It was a complete waste of time, but Tim would never fail to give one hundred percent to an assignment.
Skipping it entirely was completely out of the question. While his attendance at school was spotty at times, he never missed a test or turned a paper in late, even if every muscle in his body ached and he hadn't slept in two days. He had become an expert at covering up bruises with makeup.
So, he waited on the bench outside his guidance counselor's office, wearing a tie and his dress shoes, pretending to look as bored as he felt. Naturally, within two minutes of taking his seat he'd catalogued all possible ingresses and egresses, objects that could be turned into any number of weapons--including the pot of hot coffee that smelled way past burnt--and ranked the staff and other students as possible threats and/or hostages. As none of them would be at all useful as allies he hadn't bothered to mentally list the positive abilities of any of them.
The door to the counselor's office opened and a girl came out, immediately starting to chat with another girl who'd been waiting for her. As the boy next to him rose and Tim slid down the bench, his own seat taken by the person following him in line, he watched the two girls leave the office.
They were talking about some combination of shoes, boys, youtube videos, and a trip to the mall. It made no sense to Tim, but he'd learned years ago from any number of girls that deciphering what they were saying for clues didn't work. Boys just had to accept that they'd guess wrong on everything.
"This is lame, huh?"
Tim turned his head fractionally towards the boy next to him who had spoken. He had a nose ring and possibly had brushed his hair, but otherwise had done nothing to impress the counselor. For a moment, Tim despaired for the youth of America, then remembered he wasn't Batman, he was one of the youth of America.
"Yeah, totally." Luckily, he could do vapid teen speak as well as the next guy. "Like making us learn how to balance a checkbook. Dude, that's what online banking's for."
"Life skills." The other guy snorted, and Tim was saved from replying by the door opening and the first boy exiting and telling him it was his turn.
Tim rose, straightened his tie, and walked into the inner office. He shook Mr. Carlton's hand and handed him his one page, professionally typed resume, then took the seat he was offered.
"Well, Mr.

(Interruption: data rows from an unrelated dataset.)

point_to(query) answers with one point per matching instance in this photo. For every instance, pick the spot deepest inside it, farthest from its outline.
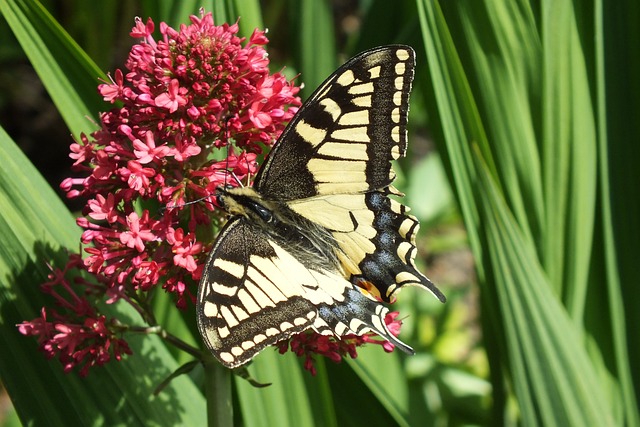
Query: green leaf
(67, 73)
(285, 402)
(519, 145)
(316, 48)
(36, 227)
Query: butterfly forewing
(317, 243)
(344, 137)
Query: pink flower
(172, 99)
(103, 208)
(308, 343)
(137, 234)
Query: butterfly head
(244, 201)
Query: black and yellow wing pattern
(317, 243)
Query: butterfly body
(317, 243)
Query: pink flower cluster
(182, 101)
(80, 336)
(307, 344)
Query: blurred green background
(524, 129)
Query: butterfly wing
(255, 292)
(342, 140)
(332, 165)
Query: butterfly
(317, 243)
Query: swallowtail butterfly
(317, 243)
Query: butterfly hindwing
(255, 292)
(375, 238)
(344, 137)
(318, 242)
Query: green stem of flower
(218, 393)
(172, 339)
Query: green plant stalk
(218, 393)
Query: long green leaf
(505, 205)
(67, 73)
(35, 226)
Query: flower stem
(218, 393)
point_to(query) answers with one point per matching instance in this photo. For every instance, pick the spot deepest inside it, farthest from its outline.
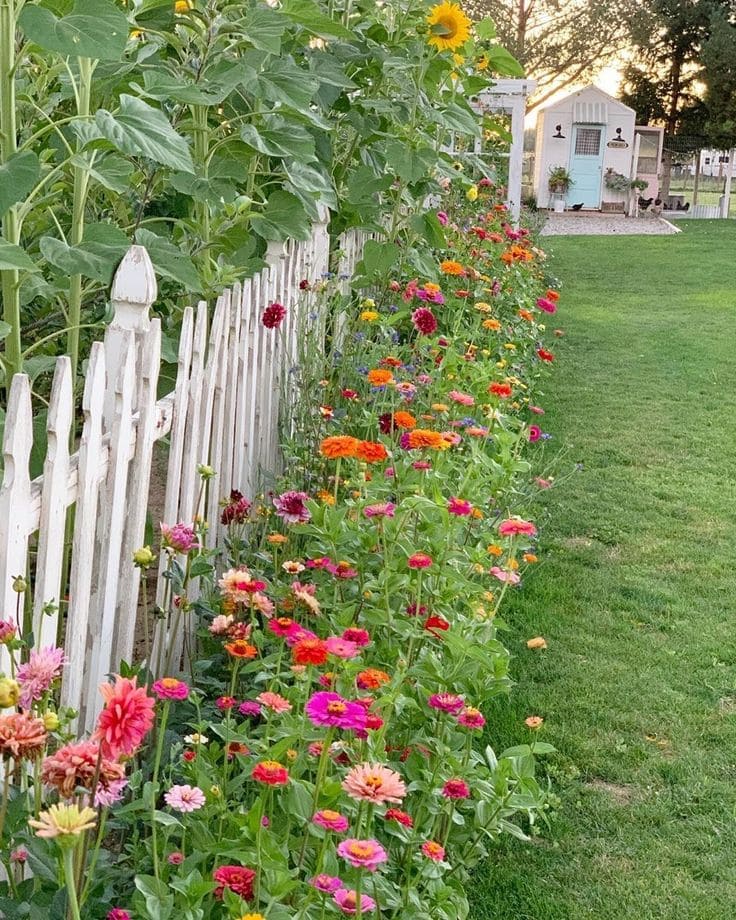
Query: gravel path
(604, 224)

Drake, why don't you tell me why you'd like a job at McDonalds."
He wouldn't, but Tim launched into a well-rehearsed recitation of all the reasons he wanted an after-school job and why he'd be perfect to wear a paper cap and ask people if they wanted fries with that.
After the mock interview, his counselor smiled. "Very good, Tim. If I really was the manager at McDonalds, I'd hire you. You have a good work ethic. Of course, that shows in your day- to-day schoolwork. You do need to work on your attendance, as we've discussed before. An employer won't be as forgiving of your absences or tardiness, regardless of how well you do the job."

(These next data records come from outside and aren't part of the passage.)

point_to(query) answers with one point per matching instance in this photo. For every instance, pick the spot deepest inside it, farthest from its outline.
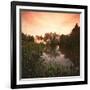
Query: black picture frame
(14, 4)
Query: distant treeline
(32, 65)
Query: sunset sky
(39, 23)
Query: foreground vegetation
(33, 66)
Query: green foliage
(70, 45)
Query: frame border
(13, 44)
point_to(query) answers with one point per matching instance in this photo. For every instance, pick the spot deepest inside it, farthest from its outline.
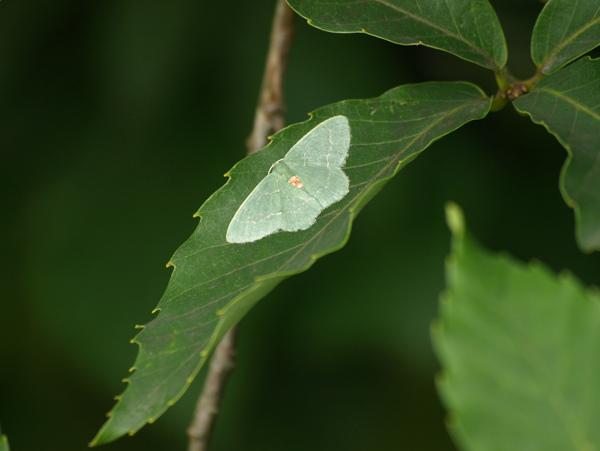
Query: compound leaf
(468, 29)
(215, 283)
(518, 347)
(565, 30)
(567, 103)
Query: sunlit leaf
(567, 103)
(565, 30)
(215, 283)
(518, 347)
(466, 28)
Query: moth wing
(260, 214)
(326, 145)
(299, 209)
(326, 184)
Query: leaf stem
(267, 120)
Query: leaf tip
(455, 219)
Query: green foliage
(565, 30)
(468, 29)
(518, 347)
(567, 103)
(215, 283)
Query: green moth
(298, 187)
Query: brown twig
(268, 119)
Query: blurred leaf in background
(118, 121)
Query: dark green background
(118, 119)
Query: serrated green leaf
(518, 347)
(215, 283)
(4, 443)
(565, 30)
(468, 29)
(567, 103)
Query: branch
(267, 120)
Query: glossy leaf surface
(565, 30)
(518, 347)
(567, 103)
(215, 283)
(468, 29)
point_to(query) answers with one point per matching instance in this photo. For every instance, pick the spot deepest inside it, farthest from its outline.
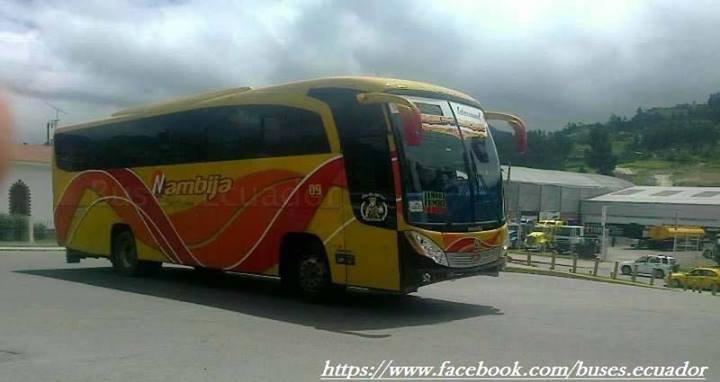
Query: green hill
(675, 145)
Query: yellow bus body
(212, 214)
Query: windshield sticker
(373, 208)
(435, 202)
(415, 206)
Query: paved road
(81, 322)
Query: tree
(600, 156)
(714, 105)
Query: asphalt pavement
(81, 322)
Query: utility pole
(53, 123)
(675, 234)
(603, 242)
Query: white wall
(38, 178)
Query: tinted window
(363, 136)
(212, 134)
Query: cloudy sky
(550, 62)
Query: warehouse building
(533, 193)
(647, 206)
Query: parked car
(655, 265)
(698, 278)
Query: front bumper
(418, 270)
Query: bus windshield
(452, 178)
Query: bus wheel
(659, 274)
(124, 256)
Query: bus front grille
(472, 259)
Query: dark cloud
(550, 62)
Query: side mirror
(409, 114)
(517, 125)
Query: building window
(19, 199)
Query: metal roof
(668, 195)
(31, 153)
(565, 178)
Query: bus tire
(124, 256)
(304, 268)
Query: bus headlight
(426, 247)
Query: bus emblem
(315, 190)
(373, 208)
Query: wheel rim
(126, 250)
(311, 275)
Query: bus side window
(288, 131)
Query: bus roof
(208, 99)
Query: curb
(31, 249)
(545, 272)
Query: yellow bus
(374, 183)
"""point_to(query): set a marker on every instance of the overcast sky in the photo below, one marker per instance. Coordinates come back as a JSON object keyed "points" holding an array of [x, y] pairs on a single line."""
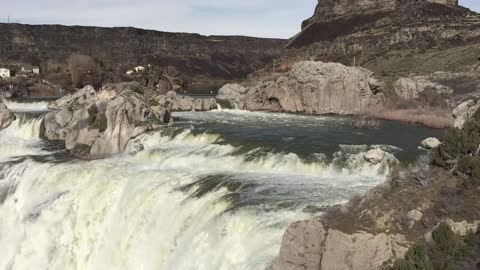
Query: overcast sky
{"points": [[261, 18]]}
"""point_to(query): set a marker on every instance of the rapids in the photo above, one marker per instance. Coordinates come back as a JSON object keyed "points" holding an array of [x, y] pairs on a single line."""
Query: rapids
{"points": [[213, 191]]}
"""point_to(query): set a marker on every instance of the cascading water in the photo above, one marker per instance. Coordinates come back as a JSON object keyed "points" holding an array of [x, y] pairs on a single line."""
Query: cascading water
{"points": [[191, 196]]}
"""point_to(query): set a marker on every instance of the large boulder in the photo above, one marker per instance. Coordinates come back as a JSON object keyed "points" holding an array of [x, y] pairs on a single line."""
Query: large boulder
{"points": [[233, 94], [6, 116], [375, 156], [310, 245], [97, 124], [431, 143], [465, 111], [311, 87]]}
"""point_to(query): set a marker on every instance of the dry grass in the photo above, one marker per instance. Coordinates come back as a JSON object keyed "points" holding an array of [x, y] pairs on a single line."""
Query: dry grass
{"points": [[432, 119]]}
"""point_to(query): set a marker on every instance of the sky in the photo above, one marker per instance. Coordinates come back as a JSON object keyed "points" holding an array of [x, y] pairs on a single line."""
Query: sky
{"points": [[260, 18]]}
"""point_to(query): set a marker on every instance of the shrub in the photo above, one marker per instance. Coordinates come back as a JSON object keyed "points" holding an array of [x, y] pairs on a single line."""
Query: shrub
{"points": [[460, 151], [448, 251]]}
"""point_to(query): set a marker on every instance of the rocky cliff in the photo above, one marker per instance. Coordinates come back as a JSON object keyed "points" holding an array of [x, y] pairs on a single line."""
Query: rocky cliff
{"points": [[310, 87], [98, 124], [208, 57], [391, 37]]}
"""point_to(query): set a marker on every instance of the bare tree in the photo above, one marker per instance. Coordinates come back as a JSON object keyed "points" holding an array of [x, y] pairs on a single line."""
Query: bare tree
{"points": [[80, 65]]}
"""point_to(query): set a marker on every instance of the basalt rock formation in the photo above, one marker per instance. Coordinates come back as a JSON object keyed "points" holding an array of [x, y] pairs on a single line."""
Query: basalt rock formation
{"points": [[97, 124], [393, 38], [6, 116], [195, 56], [310, 87], [186, 103]]}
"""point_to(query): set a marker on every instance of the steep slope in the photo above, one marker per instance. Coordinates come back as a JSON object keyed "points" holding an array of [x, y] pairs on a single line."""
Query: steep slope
{"points": [[209, 57], [391, 37]]}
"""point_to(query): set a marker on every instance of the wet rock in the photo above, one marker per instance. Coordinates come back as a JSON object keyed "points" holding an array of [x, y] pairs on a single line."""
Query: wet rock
{"points": [[375, 156], [465, 111], [75, 100], [186, 103], [430, 143], [6, 116], [309, 245], [98, 124], [302, 245], [234, 94], [310, 87]]}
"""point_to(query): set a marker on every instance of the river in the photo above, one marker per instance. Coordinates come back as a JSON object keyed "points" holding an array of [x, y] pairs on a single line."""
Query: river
{"points": [[215, 190]]}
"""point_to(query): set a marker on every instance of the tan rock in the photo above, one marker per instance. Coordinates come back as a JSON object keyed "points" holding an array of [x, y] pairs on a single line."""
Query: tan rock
{"points": [[6, 116]]}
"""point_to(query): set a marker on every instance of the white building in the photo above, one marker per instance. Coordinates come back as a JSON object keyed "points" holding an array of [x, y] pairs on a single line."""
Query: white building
{"points": [[31, 69], [5, 73], [139, 69]]}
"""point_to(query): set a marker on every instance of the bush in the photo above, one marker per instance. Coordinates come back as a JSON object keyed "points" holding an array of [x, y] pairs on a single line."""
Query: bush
{"points": [[460, 151], [448, 251]]}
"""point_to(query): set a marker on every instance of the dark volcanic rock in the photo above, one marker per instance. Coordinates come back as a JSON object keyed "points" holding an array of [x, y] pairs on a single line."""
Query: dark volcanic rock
{"points": [[391, 37], [217, 57]]}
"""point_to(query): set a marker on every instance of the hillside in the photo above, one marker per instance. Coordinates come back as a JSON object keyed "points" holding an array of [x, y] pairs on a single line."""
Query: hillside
{"points": [[392, 37], [194, 55]]}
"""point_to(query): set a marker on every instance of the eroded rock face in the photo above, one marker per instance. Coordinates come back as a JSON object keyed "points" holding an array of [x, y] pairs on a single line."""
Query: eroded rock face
{"points": [[378, 33], [431, 143], [310, 87], [329, 9], [375, 156], [6, 116], [310, 245], [410, 88], [186, 103], [464, 111], [98, 124], [234, 94]]}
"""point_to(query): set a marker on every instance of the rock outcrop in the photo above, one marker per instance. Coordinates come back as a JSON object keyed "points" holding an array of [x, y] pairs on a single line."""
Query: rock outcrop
{"points": [[430, 143], [392, 38], [465, 111], [187, 103], [411, 88], [310, 245], [375, 156], [97, 124], [310, 87], [6, 116]]}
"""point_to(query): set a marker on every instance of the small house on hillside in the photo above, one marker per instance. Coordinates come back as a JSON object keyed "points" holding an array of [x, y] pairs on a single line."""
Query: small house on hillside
{"points": [[27, 69], [5, 73], [139, 69]]}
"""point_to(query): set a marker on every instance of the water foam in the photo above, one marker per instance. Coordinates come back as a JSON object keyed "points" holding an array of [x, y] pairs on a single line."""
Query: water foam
{"points": [[203, 152], [134, 212], [21, 138]]}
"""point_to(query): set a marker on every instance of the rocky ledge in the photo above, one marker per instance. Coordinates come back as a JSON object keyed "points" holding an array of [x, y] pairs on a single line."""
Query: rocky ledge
{"points": [[6, 116], [388, 223], [309, 87], [97, 124]]}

"But, if you do apply for after-school positions, make sure you put my name down as a reference. I'll give you a glowing one."
"Thank you, sir. I don't foresee needing a job, though, and I'll be interning at Wayne Industries in the summer."
"Oh, yes, of course." Everyone knew Tim was just a few formalities away from being adopted by the richest man in Gotham. He was one boy who would never need a paper route.
"But, thank you for the opportunity to interview," Tim said as he rose. "Learning new technique is always beneficial." As he exited the office, he began to integrate what he'd learned into his interrogation methods.
And, later that night as he flew through the skies of Gotham, he was very glad that he'd never need to wear a paper hat. The mask was enough for him.